喉を押さえつけられ、唇をパクパクと動かすメリー。気道を塞がれ、声は出ずとも、その動きから何と言っているかは分かった。
『まだ誰も殺してないのに』
「──っ!?」
その言葉が何となく気になったので、パッと手を離して話を聞くことにした。
酸素を取り入れようと、ヒューヒューと必死に息を吸い込むメリーに問いかける。
「殺してないって、どういうことだ?」
「そ、れは……」
強く喉を締め上げたため、一時的に上手く声を出せなくなったメリーが、枯れた声で必死に話をする。
ここで関心を買えなければ後がないとわかっているのだろう。
「こ、殺してないんです。わた、しは新人、のメリーさんで」
「新人?」
「は、い」
話によると、妖怪というのはその存在を規定するもの──つまり人間の認識によって大きく変わるらしい。
そして、確かに昔のメリーさんは、殺人をする恐ろしい存在だと信じられていたらしいが、最近では違うらしい。
「じゃあ、最近はどんなのなんだよ」
「そ、その……後ろに回ろうとして失敗して、泣いちゃうドジッ娘キャラです」
「……なるほど?」
たしかに、そうなっていた。
後ろに回ろうとして、(縮地により更に後ろに回られて)失敗して、(殴られ、腕をへし折られ、耳を引きちぎられかけ)泣いている。

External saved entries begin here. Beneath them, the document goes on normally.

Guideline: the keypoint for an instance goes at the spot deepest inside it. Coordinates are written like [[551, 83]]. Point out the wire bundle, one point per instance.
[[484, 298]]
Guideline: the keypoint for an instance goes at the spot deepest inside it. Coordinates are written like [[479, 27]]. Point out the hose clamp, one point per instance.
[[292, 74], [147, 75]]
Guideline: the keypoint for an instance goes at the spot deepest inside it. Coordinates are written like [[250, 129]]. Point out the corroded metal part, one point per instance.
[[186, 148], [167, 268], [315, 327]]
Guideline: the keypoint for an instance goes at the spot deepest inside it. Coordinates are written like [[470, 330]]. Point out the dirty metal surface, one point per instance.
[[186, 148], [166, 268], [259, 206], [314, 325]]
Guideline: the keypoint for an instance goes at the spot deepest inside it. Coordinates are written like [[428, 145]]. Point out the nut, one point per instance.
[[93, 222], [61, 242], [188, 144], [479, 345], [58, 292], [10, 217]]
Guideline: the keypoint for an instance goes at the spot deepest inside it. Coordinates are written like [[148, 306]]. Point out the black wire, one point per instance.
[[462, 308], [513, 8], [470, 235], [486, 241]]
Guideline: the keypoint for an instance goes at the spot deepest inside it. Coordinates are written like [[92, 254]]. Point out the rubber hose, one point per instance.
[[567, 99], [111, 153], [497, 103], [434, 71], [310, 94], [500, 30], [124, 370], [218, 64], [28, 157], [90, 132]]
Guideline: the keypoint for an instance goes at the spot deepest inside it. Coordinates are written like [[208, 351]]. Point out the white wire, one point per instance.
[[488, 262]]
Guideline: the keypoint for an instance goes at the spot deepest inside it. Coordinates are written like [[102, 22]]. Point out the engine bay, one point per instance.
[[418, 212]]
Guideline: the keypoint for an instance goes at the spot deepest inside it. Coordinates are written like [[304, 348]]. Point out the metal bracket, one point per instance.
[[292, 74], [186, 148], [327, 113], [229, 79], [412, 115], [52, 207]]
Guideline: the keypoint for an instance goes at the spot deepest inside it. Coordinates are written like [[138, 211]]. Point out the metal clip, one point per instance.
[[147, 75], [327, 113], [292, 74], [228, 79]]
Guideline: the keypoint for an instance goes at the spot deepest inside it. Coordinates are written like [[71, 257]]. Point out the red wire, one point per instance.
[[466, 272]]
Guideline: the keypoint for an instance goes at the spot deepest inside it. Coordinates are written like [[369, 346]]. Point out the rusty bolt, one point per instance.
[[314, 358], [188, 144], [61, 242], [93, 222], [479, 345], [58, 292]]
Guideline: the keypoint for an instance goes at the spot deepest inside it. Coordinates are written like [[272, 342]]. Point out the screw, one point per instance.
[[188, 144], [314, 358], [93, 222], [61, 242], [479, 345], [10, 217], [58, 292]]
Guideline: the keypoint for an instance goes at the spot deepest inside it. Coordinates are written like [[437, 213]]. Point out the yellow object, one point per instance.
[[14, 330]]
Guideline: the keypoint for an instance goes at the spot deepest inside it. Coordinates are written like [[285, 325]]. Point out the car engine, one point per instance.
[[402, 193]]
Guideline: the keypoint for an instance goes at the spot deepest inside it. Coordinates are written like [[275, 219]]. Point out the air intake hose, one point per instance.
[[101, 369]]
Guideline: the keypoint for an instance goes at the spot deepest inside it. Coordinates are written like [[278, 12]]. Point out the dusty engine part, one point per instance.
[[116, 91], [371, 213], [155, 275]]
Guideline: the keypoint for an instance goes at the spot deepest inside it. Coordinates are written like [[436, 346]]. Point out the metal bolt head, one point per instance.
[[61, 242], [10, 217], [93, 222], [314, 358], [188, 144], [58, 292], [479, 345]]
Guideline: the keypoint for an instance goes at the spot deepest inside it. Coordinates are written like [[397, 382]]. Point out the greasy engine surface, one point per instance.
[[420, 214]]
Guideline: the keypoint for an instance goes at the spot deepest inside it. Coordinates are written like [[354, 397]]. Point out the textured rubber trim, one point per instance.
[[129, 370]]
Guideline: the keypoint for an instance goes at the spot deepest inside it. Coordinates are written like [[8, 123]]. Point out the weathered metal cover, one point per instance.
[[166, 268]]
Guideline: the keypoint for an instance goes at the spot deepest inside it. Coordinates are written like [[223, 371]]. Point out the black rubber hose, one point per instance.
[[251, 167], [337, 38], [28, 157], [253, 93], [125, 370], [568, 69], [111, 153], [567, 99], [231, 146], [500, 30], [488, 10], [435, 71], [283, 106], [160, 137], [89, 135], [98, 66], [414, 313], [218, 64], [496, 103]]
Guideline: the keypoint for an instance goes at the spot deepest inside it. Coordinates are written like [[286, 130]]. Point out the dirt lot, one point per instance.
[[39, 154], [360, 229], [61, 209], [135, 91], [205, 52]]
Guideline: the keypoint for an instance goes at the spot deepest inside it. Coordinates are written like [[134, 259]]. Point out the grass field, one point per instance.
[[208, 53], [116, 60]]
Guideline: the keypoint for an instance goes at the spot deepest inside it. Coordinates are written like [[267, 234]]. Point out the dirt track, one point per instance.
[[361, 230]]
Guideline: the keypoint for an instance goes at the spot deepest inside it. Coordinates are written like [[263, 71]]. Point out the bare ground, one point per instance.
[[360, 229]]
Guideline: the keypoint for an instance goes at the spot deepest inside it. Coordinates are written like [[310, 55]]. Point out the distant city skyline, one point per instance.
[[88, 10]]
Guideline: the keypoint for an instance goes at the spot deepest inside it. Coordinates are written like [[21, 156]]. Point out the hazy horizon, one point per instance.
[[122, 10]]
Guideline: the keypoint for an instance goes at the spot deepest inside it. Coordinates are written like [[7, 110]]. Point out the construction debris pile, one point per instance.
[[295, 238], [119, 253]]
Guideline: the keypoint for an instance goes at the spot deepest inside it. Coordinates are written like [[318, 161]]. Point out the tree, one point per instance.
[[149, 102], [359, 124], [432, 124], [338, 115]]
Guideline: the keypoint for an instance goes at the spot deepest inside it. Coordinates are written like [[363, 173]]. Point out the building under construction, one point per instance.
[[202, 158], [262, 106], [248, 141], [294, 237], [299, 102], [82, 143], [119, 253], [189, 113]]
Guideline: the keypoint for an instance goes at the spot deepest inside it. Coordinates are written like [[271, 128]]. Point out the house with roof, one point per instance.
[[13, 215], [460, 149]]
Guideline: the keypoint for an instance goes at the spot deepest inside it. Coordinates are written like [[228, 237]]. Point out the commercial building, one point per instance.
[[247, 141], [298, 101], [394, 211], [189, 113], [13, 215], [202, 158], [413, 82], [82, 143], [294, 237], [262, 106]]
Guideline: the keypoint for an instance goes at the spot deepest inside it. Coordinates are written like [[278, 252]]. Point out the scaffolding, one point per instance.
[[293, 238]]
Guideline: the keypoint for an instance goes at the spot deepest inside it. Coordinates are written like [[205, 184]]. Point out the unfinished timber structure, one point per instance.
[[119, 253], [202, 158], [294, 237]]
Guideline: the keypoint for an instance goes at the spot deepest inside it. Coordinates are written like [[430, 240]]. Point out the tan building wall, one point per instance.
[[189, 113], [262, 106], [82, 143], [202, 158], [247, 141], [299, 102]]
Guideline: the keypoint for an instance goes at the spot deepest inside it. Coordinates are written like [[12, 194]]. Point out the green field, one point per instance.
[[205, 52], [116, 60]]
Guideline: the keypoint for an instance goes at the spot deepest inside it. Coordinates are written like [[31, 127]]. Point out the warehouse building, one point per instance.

そして、最初からそうだと言えばいいのに、言い忘れたために危うく死にかけてる。なるほど、ドジッ娘キャラだ。
ポリポリ、と頭を掻いた。
何だか気が抜けた。
「あのさ」
「──は、はい」
「もう帰っていいよ」
「へ?」
「だから帰っていいって」
そう言って、メリーを追い出した。
彼女は折れた腕をぶらぶらさせ、さらに与えたタオルで耳を押さえながら、夜の闇に消えていった。
§
「はい」
「私メリーさん、今貴方の後ろにいるの」
「え? って、貴方! ひどい怪我!」
「助けてください……」
「す、すぐに先生をよんで来ますから」
電話を受けた看護師は、ドタバタと医者を呼びに言った。
医者が来るまでの間、椅子に座りメリーは一人呟いた。
「私、メリーさん。いま病院にいるの……グスン」
ごめんねメリーさん。
なんでリョナになってんのこれ。
俺はただ、この主人公の敵対組織に彼女だと間違われて捉えられたメリーさんと、それを颯爽と助けにくる主人公のいちゃラブストーリーを書きたかっただけなのに!
残像だ
の一言を入れたがために、暴走してしまった。